By Jonathan Brown
Mancunian rock royalty turned out in force to try to raise enough money to pay for Salford Lad’s Club to run for another 100 years last week.
Headline act, The Charlatans, took to the stage along with guest DJ sets from New Order’s Stephen Morris all in aid of the legendary venue.
Legendary photographer, Stephen Wright, gave music fans the chance to recreate the iconic scene of the Smiths in front of the lads club, as he did originally in 1985.
Lead singer of the Charlatans, Tim Burgess, said: “We don’t do this very often but it’s for a good cause, Salford Lad’s Club. Let’s keep it going for a hundred years.”
The gig was originally scheduled to go ahead at the lads club itself but for unforeseen problems resulting from a fire safety inspection on the listed building.
In search of a venue for the event, put together by Topman CTRL, Manchester’s Ruby Lounge found a date free on the calendar to put on the fundraising gig.
The Ruby Lounge’s venue director, Jay Taylor, said: “We got great feedback. At gigs like that you want the audience and the bands to be happy and both groups were chuffed. It felt like something special.
“Why not support the lads club.
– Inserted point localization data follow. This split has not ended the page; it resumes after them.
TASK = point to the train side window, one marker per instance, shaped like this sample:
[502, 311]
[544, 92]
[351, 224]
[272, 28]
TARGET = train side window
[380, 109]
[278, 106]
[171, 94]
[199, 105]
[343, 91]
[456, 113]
It’s not hard to see why it has survived through thick and thin, you’re not open 107 years without doing something right.”
At short notice, the venue managed to put the event together after inheriting the bill and a degree of ticket sales from the lad’s club, attracting a sell-out crowd of around 350 people.
Mr Taylor added: “We were more than happy to step in and tried our best to let people know at such short notice.”
The Ruby Lounge, well known for showcasing up and coming talent, were more than happy to lend the stage to Hatcham Social, whose album Burgess produced, The Heartbreaks and Factory Floor.
The venue change was a positive for the Mr Taylor. He said you don’t have to look for to see why it’s so important, given that over a century of Mancunian music history has been created there.
Salford-born Burgess and fellow band member Mark Collins played an acoustic seven song set, having just released their eleventh studio album.
Cutting their costs, the Ruby Lounge tried to maximise the aid to the lad’s club, with a sum already allocated by Topman CTRL going to the famous club.
Richard Dixon, 20, from Burnley, said: “It’s not often you get to see such a big band, with free drinks, in a small venue.
“Tim Burgess was mixed in with the crowd and chatting with the punters, it was a really personal gig. You can tell he really cares about Salford Lad’s Club.”
The club, which opened its doors in 1903, is still doing great work for the community, with regular exhibitions and events as well as housing one off gigs by stars like Billy Bragg and Liam Fray in recent months.